Die christdemokratische Opposition von CDU/CSU hielt ihre dominante Position, baute ihren Wähleranteil sogar von 28,9 auf 30 % aus. Hingegen alle Koalitionsparteien der regierenden „Ampel“ – SPD, Grüne und FDP – verloren, die Grünen stürzten sogar dramatisch von 20,5 auf 11,9 % ab. Für die bundesdeutsche Regierung war es eine „Denkzettelwahl“, wobei der sozialdemokratische Kanzler Olaf Scholz Rufen nach Neuwahlen eine deutliche Absage erteilte. Trotzdem ist die Situation für die deutsche Ampelkoalition brisant, denn spätestens im Herbst 2025 muss die nächste Bundestagswahl stattfinden. CDU/CSU befinden sich in einer komfortablen Ausgangsposition. Aussichten auf eine zweite Amtszeit der Kommissionspräsidentin Ursula von der Leyen haben sich durch diesen Doppelsieg von CDU/CSU national und der EVP-Fraktion im Europäischen Parlament ebenfalls deutlich verbessert. Vieles deutet auf ein „reloaded“ von „von der Leyen 2.0“ hin.
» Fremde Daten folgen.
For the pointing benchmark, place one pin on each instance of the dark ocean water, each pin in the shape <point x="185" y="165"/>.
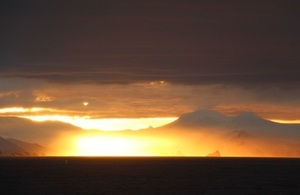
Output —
<point x="52" y="175"/>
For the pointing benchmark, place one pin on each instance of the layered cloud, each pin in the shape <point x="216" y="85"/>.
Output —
<point x="188" y="42"/>
<point x="151" y="58"/>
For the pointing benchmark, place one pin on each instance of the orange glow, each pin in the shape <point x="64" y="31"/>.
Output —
<point x="108" y="146"/>
<point x="108" y="124"/>
<point x="23" y="110"/>
<point x="286" y="121"/>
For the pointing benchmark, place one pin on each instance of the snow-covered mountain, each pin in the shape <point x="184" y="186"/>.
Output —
<point x="249" y="123"/>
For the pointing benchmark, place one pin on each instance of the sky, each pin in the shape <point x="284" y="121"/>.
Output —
<point x="149" y="59"/>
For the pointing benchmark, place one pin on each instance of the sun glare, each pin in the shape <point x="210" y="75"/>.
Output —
<point x="108" y="146"/>
<point x="106" y="124"/>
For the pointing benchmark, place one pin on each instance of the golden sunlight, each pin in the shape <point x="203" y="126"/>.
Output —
<point x="107" y="124"/>
<point x="108" y="146"/>
<point x="286" y="121"/>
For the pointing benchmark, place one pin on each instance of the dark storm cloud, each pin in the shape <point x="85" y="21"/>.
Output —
<point x="186" y="42"/>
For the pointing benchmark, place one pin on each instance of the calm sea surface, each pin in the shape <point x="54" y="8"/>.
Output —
<point x="75" y="175"/>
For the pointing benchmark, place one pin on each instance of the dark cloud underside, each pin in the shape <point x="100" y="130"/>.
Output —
<point x="186" y="42"/>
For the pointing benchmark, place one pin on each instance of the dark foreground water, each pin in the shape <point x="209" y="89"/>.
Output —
<point x="64" y="175"/>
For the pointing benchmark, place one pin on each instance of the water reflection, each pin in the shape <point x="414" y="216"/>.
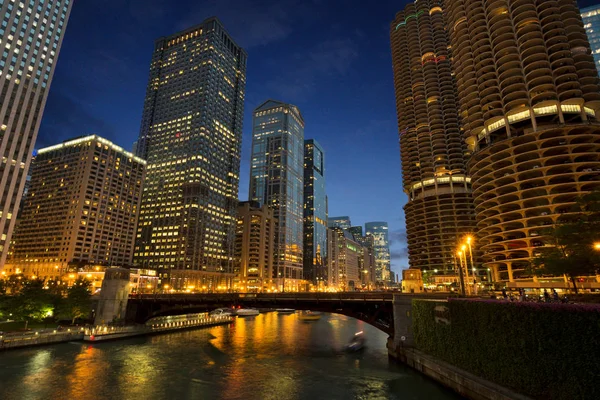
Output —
<point x="269" y="356"/>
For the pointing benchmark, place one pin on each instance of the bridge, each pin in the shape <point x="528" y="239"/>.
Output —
<point x="375" y="308"/>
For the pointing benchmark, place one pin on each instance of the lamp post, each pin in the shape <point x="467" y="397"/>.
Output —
<point x="460" y="273"/>
<point x="469" y="240"/>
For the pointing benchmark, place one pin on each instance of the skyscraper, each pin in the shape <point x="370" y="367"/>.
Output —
<point x="254" y="242"/>
<point x="82" y="207"/>
<point x="381" y="250"/>
<point x="339" y="222"/>
<point x="440" y="210"/>
<point x="191" y="136"/>
<point x="529" y="97"/>
<point x="591" y="23"/>
<point x="276" y="179"/>
<point x="356" y="231"/>
<point x="315" y="214"/>
<point x="345" y="260"/>
<point x="31" y="34"/>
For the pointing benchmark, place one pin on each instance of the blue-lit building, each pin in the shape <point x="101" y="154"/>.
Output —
<point x="277" y="180"/>
<point x="381" y="248"/>
<point x="591" y="23"/>
<point x="315" y="214"/>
Ergebnisinterpretation für Österreich
Der rechtspopulistischen FPÖ wurden für die EP-Wahl noch um die 30 % prognostiziert. Diese Prognose trat so nicht ein. Zwar wurde die FPÖ stärkste Partei, aber mit 25,4 % lag sie nur noch knapp vor der zweitgereihten christdemokratisch-konservativen ÖVP (24,5 %), und bereits danach positionierte sich die sozialdemokratische SPÖ (23,2 %). Die nächsten Nationalratswahlen in Österreich finden bereits diesen Herbst am 29. September statt. Umfragen sehen auch für dort die FPÖ mit fast 30 % der Stimmen voran. Die Ergebnisse der EP-Wahl scheinen aber wieder aufzuschnüren, dass es bereits fix ist, dass auch bei der kommenden Nationalratswahl die FPÖ den ersten Platz belegt. Alternativ könnte es noch ein Duell zwischen FPÖ und ÖVP um Platz eins werden, und selbst die SPÖ kann aufholen.
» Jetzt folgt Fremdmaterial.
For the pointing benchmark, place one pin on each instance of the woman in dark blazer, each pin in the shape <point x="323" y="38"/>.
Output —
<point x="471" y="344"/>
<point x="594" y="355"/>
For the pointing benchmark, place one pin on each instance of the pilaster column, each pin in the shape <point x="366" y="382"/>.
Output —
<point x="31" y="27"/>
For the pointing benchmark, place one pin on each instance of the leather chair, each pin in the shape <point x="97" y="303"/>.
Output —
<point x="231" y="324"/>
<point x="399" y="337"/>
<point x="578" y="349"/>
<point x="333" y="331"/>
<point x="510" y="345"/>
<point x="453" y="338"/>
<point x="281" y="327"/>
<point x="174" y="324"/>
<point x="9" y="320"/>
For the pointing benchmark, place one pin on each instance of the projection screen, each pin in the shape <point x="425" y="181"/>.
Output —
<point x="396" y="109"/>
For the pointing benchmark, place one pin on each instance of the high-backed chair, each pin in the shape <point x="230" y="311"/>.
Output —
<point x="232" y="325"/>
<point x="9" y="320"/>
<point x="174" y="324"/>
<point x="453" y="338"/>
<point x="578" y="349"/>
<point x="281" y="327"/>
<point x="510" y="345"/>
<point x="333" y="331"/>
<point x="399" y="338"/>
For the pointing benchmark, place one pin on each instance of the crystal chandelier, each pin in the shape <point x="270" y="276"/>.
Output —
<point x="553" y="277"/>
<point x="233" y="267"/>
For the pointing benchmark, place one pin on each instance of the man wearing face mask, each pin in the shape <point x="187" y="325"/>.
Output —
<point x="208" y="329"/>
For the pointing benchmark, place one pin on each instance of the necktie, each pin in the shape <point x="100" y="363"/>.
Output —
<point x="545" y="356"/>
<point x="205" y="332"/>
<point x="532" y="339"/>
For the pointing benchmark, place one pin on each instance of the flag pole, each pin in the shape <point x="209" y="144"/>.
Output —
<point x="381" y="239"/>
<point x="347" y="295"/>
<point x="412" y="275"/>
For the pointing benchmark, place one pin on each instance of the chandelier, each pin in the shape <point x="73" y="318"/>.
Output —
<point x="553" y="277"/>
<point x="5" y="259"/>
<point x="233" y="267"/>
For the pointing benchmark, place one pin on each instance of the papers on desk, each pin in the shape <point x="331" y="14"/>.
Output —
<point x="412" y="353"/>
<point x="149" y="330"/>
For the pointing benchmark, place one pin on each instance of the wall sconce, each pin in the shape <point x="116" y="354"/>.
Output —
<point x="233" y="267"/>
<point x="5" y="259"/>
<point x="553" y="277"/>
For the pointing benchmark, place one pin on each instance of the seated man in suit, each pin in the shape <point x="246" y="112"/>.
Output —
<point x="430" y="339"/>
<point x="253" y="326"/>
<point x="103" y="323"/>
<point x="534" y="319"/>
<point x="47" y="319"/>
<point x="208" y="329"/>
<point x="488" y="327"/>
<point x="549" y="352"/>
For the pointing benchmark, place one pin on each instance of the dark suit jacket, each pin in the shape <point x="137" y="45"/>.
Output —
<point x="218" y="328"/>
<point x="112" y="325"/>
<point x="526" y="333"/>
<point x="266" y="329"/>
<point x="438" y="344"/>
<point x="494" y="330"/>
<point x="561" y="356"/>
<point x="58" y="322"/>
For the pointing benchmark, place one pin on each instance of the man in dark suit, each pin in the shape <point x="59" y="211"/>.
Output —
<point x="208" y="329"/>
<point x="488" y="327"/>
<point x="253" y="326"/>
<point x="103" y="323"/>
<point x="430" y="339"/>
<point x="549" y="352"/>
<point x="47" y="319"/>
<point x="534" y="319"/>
Ergebnisinterpretation für Frankreich
Die EP-Wahl ergab für Frankreich eines der „rechtesten“ Ergebnisse in Europa überhaupt. Der rechtspopulistische Rassemblement National (RN) mit Ex-Parteichefin Marine Le Pen katapultierte sich von 23,3 auf 31,4 % der Stimmen und behauptete damit klar seine Erstplatzierung. Die Rechtsaußen-Partei Reconquête erhielt 5,5 % der Stimmen, womit Frankreichs Rechtsblock einen Wähleranteil von insgesamt 36,9 % mobilisierte. Gleichzeitig halbierte sich der Stimmenanteil der liberalen Bürgerbewegung auf 14,6 %, der entscheidenden politischen Stütze für Frankreichs Präsident Emmanuel Macron. Die Wahlbeteiligung lag bei niedrigen 51,5 %. Noch am Wahlsonntag rief Macron parlamentarische Neuwahlen aus, mit einer ersten Runde am 30. Juni und einer zweiten Runde am 7. Juli.
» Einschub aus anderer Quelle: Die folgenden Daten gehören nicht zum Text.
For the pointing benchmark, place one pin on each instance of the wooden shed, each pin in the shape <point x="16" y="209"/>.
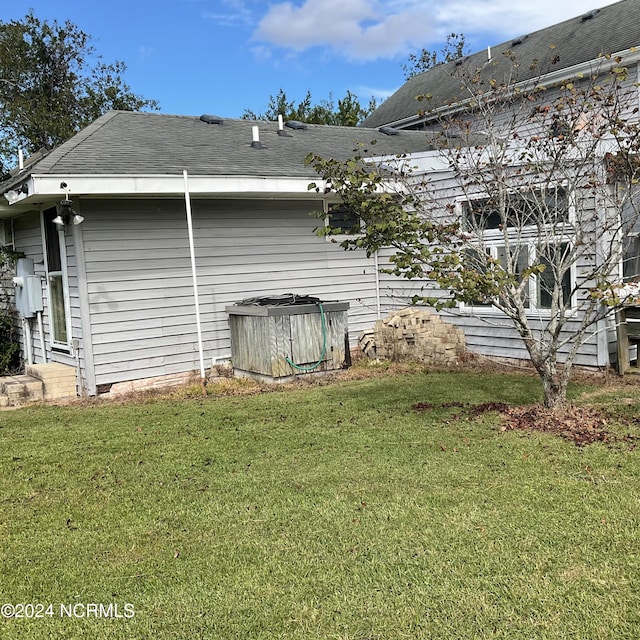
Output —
<point x="278" y="341"/>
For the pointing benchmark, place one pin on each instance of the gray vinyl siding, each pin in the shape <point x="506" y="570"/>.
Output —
<point x="487" y="331"/>
<point x="139" y="284"/>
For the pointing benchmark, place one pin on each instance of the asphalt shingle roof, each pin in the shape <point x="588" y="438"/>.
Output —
<point x="133" y="143"/>
<point x="611" y="29"/>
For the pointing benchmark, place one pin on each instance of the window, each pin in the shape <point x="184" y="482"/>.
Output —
<point x="524" y="213"/>
<point x="342" y="220"/>
<point x="547" y="279"/>
<point x="631" y="259"/>
<point x="55" y="252"/>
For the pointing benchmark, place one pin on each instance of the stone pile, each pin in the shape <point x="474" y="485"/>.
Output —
<point x="414" y="333"/>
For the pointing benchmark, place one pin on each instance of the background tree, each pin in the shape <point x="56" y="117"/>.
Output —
<point x="52" y="84"/>
<point x="348" y="112"/>
<point x="455" y="47"/>
<point x="533" y="217"/>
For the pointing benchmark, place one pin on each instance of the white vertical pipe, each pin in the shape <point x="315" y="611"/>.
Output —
<point x="187" y="202"/>
<point x="27" y="340"/>
<point x="375" y="264"/>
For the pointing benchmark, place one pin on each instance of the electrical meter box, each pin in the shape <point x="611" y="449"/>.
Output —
<point x="28" y="289"/>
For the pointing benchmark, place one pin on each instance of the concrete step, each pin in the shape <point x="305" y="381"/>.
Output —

Für die Öffentlichkeit war Macrons Entscheidung eine große Überraschung, aber es gibt Berichte, dass sich eine interne Gruppe im Elysee-Palast damit schon länger auseinandersetzte. Über diese Strategie möchte Macron die Rechtspopulisten ausmanövrieren, indem er auf eine Mobilisierung jenseits von rechts, aber auch jenseits von links hofft. Hier schwebt Macron die Bildung neuer Allianzen vor. Wie er sagt, möchte er ein Zusammengehen der Gemäßigten gegen die „extremen Ränder“. Nach konventioneller Logik gibt es drei mögliche Ausgänge: (1) Macron gewinnt eine bürgerliche Mehrheit in der Mitte zurück; (2) der rechtspopulistische RN gewinnt eine absolute Mehrheit; (3) oder es gibt überhaupt keine klaren Mehrheiten im neuen Parlament. Im letzteren Fall würden drei ähnlich große Blöcke entstehen, und zwar das liberale Präsidentenlager, das links-grüne Lager und der Block der Rechtspopulisten, was wieder zu Formen einer „Cohabitation“ überleiten könnte . Eine aktuelle Prognose sagt voraus, dass der Rechtsblock im nächsten französischen Parlament zwar die stärkste Fraktion bilden wird, aber die absolute Mandatsmehrheit verfehlt. Die Notwendigkeit zur Bündnisbildung im französischen Mehrheitswahlrecht könnte für den RN eine zu große Hürde aufbauen.
Schafft der RN doch eine Mehrheit, so würde der nächste Regierungschef möglicherweise Jordan Bardella heißen, ein rechter „Shootingstar“, der bereits mit 16 der Vorgängerorganisation Front National beitrat und sich moderner sozialer Medien wie Tik Tok bedient. Bardella wurde 1995 geboren, und es wird gesagt, dass er zumindest teilweise einer Familie mit Migrationshintergrund entstammt und sein Vater in Algerien zur Welt kam.
Trotzdem soll Macrons strategischer Masterplan nicht unterschätzt werden. Wahrscheinlich geht es ohnehin mehr um Positionierungen für die nächste französische Präsidentschaftswahl im Jahr 2027.